The great river stirs angrily, and white-topped waves slap its banks in a frenzy of fury as Peneios sees the plight which his daughter is in. Unable to leave his watery domain, the river god makes a last-resort move to save his daughter. Just as Apollo reaches out to seize the nymph, his all-too-eager hands grasp, not soft and yielding female flesh, but bark and branches and dark green leaves. Peneios with his powers has changed his daughter into a laurel tree: one more tree among all of its fellows in the wood nymph’s beloved forest.

A handful of laurel leaves are Apollo’s only gain. How to save face? How to restore a god’s bruised ego? By declaring a defeat to be a victory and founding a tradition. Apollo decrees that from that moment on, a crown of laurel leaves will become the worthy symbol of a victor.
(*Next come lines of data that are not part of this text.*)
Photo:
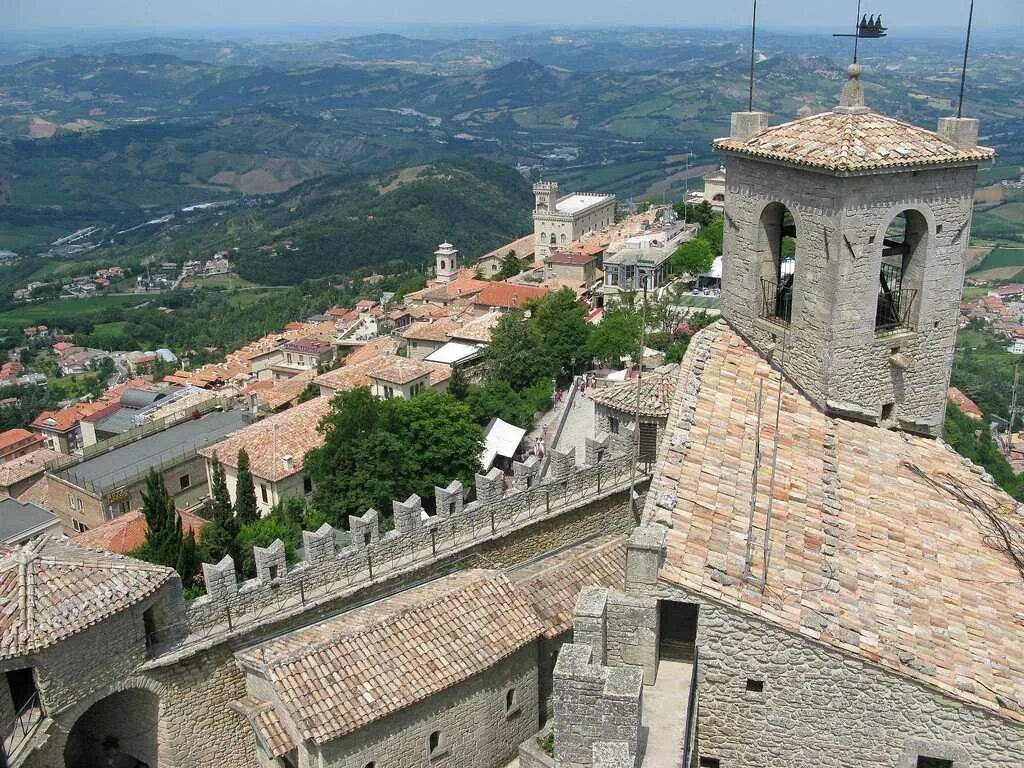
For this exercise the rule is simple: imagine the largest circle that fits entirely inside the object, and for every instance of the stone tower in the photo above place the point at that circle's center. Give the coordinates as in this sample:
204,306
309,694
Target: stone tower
845,236
545,197
445,262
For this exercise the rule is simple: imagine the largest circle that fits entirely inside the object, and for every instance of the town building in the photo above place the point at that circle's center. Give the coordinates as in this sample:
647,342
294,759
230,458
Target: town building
558,221
276,448
110,482
23,521
15,442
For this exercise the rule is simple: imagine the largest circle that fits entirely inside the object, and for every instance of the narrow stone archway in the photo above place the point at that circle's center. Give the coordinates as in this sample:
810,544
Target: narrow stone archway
119,730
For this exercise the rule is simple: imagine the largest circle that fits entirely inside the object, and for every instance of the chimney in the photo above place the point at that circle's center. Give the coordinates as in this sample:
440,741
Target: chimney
960,131
747,124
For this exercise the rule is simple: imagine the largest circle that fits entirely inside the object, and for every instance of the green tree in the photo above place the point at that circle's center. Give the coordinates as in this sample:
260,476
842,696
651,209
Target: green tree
693,257
559,326
376,451
616,336
188,559
246,510
512,354
163,537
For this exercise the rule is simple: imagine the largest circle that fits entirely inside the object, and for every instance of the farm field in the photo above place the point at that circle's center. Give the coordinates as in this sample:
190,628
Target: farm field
54,311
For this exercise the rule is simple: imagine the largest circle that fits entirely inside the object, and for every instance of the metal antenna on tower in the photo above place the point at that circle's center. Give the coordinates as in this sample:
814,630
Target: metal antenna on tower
967,47
754,28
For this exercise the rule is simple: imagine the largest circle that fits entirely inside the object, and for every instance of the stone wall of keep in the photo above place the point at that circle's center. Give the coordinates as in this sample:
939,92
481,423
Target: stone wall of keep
476,729
823,708
832,350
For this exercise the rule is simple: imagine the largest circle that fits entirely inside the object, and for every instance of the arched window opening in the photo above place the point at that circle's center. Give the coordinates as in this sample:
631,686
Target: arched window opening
778,265
902,262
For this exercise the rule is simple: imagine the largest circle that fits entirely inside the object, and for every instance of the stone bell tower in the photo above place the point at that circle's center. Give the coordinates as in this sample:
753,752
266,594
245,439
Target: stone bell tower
845,236
445,263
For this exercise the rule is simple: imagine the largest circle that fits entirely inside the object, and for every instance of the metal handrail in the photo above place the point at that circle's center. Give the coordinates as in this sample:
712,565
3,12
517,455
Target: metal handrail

And the god promptly begins the tradition by weaving for himself a crown from the leaves that just moments before had been the living flesh of the beautiful nymph.

How often has it happened that reality has been turned on its head, and those who have been bettered have, through one means or another, insisted that they have in fact triumphed? Saving face in such a way is familiar enough to us from our own current news events. But in the story of Daphne and Apollo we can perceive a deeper meaning. Sometimes circumstances force us to change, and to change dramatically, and we become something other than that which we were before. It might not always be a change which we have wished for ourselves, but it has been a change made necessary for our survival, in whatever form that might take.

But Daphne’s fate also gives us reason to hope. The nymph’s essential nature was that of her own beloved forest, and her essence did not change. Instead it became absorbed into what she truly loved the most. Even in dramatic change, even undergoing apparent complete metamorphosis, our true essence survives in some form, and endures beyond even the great change at life’s end.




Art: Daphne and Apollo by John William Waterhouse


6 comments:

  1. Emma wat een prachtig verhaal als krachtige metafoor. Zoveel diepzinnige lagen,zo eigentijds. Dat we onze vrije geest mogen houden,wat er ook gebeurt in ons leven. Warme groet Syta

    ReplyDelete
    Replies
    1. Oh, wat fijn Syta, dat dit verhaal jou zo aanspreekt. En ja, een vrije geest, dat we die mogen behouden...dank je wel! ♥

      Delete
  2. As I read this tale of Daphne spoken by your voice I find myself immersed into her life. Oh yes....oh yes....save Daphne from a fate that will only do her harm. A fate that will take her spirit away. A fate that will kill her with a slow slow death. Or even a sudden end. As River God, Peneios, her father, steps in to do what a father must do, Daphne is saved. Oh yes....no longer flesh....she is now bark, branches and dark green leaves....and will flourish and become an ancient tree. Living in her beloved forest forever more. Emma this is fabulous. Just fabulous. You said it: "Desperate situations call for desperate measures" and no one, no one, need ever give up hope. To live the life as a laurel tree among the sitkas, the firs, the alders, and the trees of many varieties, is to live the life of freedom.

    ReplyDelete
    Replies
    1. Thank you for your wonderful response to Daphne's story, Deborah.. Daphne may live on as a laurel tree, but ultimately her true essence, that spark of divinity which is inside of all us, is untouched and free and will always be.♥♥♥

      Delete
  3. A powerful metaphor and one which brings its message home. One of the sages, maybe Rumi said, oh goddess you destroy me and you protect me at the same time! And once we understand this we have no fear left. At our Essence we are Unchangeable and it is only our thoughts which actually change. blessings!

    ReplyDelete
    Replies
    1. So true, Hettienne. The Spirit who cares for us knows that our outer selves must be stripped away to reveal our true Selves. It is a process of transformation.